Solar Powered PCs To Revolutionize Rural Sector
How do you bring computerization to the rural sector when most of these remote areas do not even have access to basic clean 24×7 power? Instead of knocking on the government’s door with lengthy proposals to build power grids, technology has provided an easy way out.
Researchers in India have come up with an exciting solution, which will make rural computing simply a walk in the park, or rather a walk in the Â’sun’.
Non-Conventional Energy Development Agency (NEDA), U.P, setup in the year 1983 as a nodal agency for promotion and development of non-conventional energy sources in Uttar Pradesh, has come up with an innovative idea to power computers using the omnipresent solar energy.
Speaking to CXOtoday, G. Patnaik, director, NEDA, & principal secretary, non-conventional energy source department, UP, said, “We have developed the idea of solar powered PCs primarily targeting rural academia where power shortage and power cuts are rampant.
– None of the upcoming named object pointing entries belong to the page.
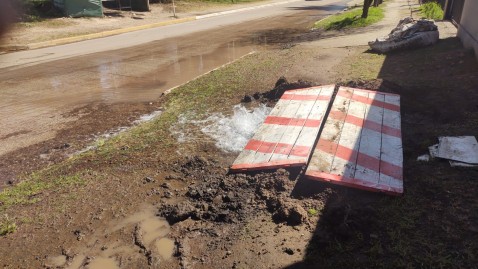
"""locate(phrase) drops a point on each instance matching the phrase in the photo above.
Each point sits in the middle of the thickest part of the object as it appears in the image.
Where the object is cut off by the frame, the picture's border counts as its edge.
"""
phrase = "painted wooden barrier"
(360, 145)
(287, 136)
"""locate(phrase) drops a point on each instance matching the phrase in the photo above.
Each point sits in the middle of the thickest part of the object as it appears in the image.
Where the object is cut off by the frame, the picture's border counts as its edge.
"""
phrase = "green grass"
(431, 10)
(27, 191)
(350, 19)
(7, 225)
(312, 211)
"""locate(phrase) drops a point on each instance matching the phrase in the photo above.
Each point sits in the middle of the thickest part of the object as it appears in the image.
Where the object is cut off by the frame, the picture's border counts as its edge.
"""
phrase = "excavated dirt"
(162, 208)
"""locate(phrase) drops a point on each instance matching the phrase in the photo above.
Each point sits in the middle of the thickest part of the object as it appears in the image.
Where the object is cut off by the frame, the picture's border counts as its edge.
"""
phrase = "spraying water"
(232, 133)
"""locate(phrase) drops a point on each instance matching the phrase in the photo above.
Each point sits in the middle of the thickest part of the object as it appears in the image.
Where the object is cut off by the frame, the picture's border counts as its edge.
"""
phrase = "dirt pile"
(231, 198)
(281, 86)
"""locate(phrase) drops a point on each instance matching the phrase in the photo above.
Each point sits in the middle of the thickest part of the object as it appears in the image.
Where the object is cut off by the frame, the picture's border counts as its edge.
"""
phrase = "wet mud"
(43, 105)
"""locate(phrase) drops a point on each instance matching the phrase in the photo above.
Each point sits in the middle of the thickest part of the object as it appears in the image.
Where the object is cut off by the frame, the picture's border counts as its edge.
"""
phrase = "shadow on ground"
(433, 225)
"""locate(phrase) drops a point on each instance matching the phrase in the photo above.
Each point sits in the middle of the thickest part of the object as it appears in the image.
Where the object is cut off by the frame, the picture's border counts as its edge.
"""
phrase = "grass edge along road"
(350, 19)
The solar powered panel would provide four hours of non-stop power supply in a day.”
As power shortage is no longer a bugbear confined just to the rural areas, the idea of solar power for PCs is a harbinger of hope for all PC users, including both corporate as well as private. Says Patnaik, “NEDA installs the whole system for rural schools in UP where this project has been started as a pilot. This is equally useful for commercial use by corporates as well as home PC users. Thus more and more commercial organizations need to come forward to give the much needed fillip to this idea.”
Patnaik informed that at the moment one solar panel costs between Rs. 40,000 to 50,000. Two state government departments have entered into a joint venture to run computers on solar energy with an aim to empower the rural students in computer education and extend the e-facility even to remote areas, yet to be electrified by the UPPCL.
On the power support provided by a UPS, Patnaik said, “Although we depend heavily on UPS but in real terms it does provide us with continuous PC usage in case of power shortage. It is in this sense solar powered PCs can bring in real uninterruptible energyat work.”
What is really ironical is the fact that the Uttar Pradesh primary education department has already sanctioned 15 computers for each district last year, under a fund grant of Rs 10.5 crore, to bring UPS backed up machines to the state. The program was called Education For All (EFA), but didn’t quite take off because of the erratic power supply — a nagging problem that has so far prevented the mouse to click in interior areas of the country.
As NEDA goes forward to help out rural students it is high time that industry should take up the cause vigorously to make rural IT and remote e-governance a success.